By Alex Davidson
Uma Sengupta won the race for Democratic district leader of the new 25th Assembly District last week and became the first Indian woman to be elected to a statewide office in New York, Assemblyman Brian McLaughlin (D-Flushing) said.
Sengupta, who emigrated from India to New York in 1970, will serve in the same district as McLaughlin which stretches from Flushing to Richmond Hill and Ozone Park.
“People in the community have to bring up the issues,” she said. “They should get together and determine the priorities.”
Sengupta, founder and educational director of the Rainbow Montessori School in Flushing, was elected as one of the borough’s 72 Democratic district leaders, who collectively nominate judges, assign a percentage of polling inspectors on Election Day and, most importantly, endorse political candidates.
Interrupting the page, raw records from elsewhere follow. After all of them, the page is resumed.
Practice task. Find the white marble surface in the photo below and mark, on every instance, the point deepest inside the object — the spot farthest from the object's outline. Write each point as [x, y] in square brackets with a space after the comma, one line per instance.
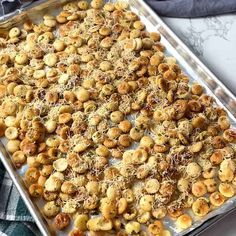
[213, 40]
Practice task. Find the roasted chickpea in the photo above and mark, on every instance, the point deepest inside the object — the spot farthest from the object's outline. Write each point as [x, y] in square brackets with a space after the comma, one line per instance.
[62, 221]
[50, 209]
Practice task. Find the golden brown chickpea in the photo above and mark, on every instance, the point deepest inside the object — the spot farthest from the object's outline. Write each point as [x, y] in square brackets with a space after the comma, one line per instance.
[125, 140]
[36, 190]
[136, 134]
[197, 89]
[216, 158]
[18, 158]
[123, 88]
[32, 174]
[50, 209]
[125, 126]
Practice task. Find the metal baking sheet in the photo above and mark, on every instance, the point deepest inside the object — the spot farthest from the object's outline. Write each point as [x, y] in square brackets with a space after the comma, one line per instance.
[190, 64]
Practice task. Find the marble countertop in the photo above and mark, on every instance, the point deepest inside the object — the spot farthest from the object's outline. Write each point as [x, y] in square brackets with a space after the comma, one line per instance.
[213, 40]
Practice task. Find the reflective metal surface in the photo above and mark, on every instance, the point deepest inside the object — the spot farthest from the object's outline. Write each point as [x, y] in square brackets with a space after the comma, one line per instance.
[175, 47]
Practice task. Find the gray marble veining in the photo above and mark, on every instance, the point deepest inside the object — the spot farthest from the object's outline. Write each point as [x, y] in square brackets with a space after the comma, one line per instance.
[213, 40]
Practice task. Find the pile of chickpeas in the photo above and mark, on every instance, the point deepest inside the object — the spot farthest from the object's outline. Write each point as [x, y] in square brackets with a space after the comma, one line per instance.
[114, 137]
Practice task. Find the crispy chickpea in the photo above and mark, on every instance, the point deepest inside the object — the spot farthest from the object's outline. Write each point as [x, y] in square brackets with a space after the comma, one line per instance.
[14, 32]
[230, 135]
[114, 133]
[108, 208]
[102, 151]
[9, 107]
[81, 221]
[123, 88]
[199, 189]
[125, 140]
[223, 122]
[193, 170]
[160, 212]
[21, 58]
[155, 228]
[216, 158]
[152, 186]
[32, 174]
[184, 221]
[50, 59]
[183, 185]
[210, 185]
[36, 190]
[13, 145]
[200, 207]
[136, 134]
[140, 156]
[146, 141]
[18, 158]
[209, 173]
[125, 126]
[122, 204]
[226, 190]
[92, 187]
[53, 184]
[11, 133]
[50, 209]
[132, 227]
[76, 232]
[226, 175]
[217, 199]
[197, 89]
[82, 94]
[68, 187]
[146, 202]
[117, 117]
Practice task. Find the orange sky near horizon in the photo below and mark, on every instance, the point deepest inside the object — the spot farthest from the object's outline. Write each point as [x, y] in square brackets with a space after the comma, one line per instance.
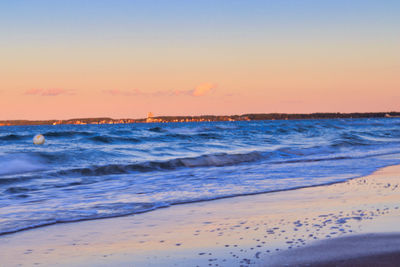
[289, 70]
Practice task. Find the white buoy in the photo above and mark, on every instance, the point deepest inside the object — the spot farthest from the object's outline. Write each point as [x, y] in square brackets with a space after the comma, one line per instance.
[38, 139]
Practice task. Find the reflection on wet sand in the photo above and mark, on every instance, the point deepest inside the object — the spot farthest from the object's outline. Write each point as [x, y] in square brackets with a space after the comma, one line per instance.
[228, 232]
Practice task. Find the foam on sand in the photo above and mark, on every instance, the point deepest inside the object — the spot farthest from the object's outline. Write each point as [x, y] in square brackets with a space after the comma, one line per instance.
[238, 231]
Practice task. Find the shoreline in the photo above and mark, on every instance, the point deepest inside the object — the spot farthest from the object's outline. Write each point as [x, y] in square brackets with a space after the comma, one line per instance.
[235, 231]
[206, 118]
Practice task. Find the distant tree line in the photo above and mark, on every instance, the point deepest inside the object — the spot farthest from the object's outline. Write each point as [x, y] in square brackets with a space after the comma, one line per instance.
[244, 117]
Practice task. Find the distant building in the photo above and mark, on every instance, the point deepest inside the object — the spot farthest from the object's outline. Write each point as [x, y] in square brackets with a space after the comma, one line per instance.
[150, 117]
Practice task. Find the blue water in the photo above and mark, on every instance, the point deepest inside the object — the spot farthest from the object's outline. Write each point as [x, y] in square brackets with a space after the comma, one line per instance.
[97, 171]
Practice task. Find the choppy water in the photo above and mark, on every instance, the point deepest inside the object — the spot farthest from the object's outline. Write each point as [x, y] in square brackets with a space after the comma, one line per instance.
[97, 171]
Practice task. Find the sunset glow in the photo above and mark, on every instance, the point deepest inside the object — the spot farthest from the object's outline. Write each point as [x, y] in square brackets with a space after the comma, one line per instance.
[122, 59]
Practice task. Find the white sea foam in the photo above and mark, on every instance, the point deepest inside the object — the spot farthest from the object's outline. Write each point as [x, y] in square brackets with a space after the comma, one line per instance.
[19, 163]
Sengupta said she wants to see Asians and South Asians enter the political process.
“There are many Asians in our community, and they are very diligent, but they don’t know how to get (political power),” she said. “Most Indians are settled in this community and don’t join the party and instead do fund-raising.”
McLaughlin said Sengupta is the first Indian woman to capture an elected position in state government in New York.
Sengupta said the Democratic Party is just one of the many organizations Indians and other ethnic minorities need to join to voice their collective political power.
“You have to be inside the system,” she said. “When you speak by yourself, no one listens, but when you are a group, people listen.”
As an immigrant, Sengupta emphasized the importance of grassroots activism and speaking out as tools for emerging ethnic minorities.
Sengupta said the universal key for minorities is learning English, so she has already organized free English lessons for immigrants to begin next month in Richmond Hill.
Her other priorities include increasing the number of doctors and clinics and providing adequate and affordable health care for the district’s senior citizens.
McLaughlin said Sengupta’s election is both great for the Democratic Party and the Indian community.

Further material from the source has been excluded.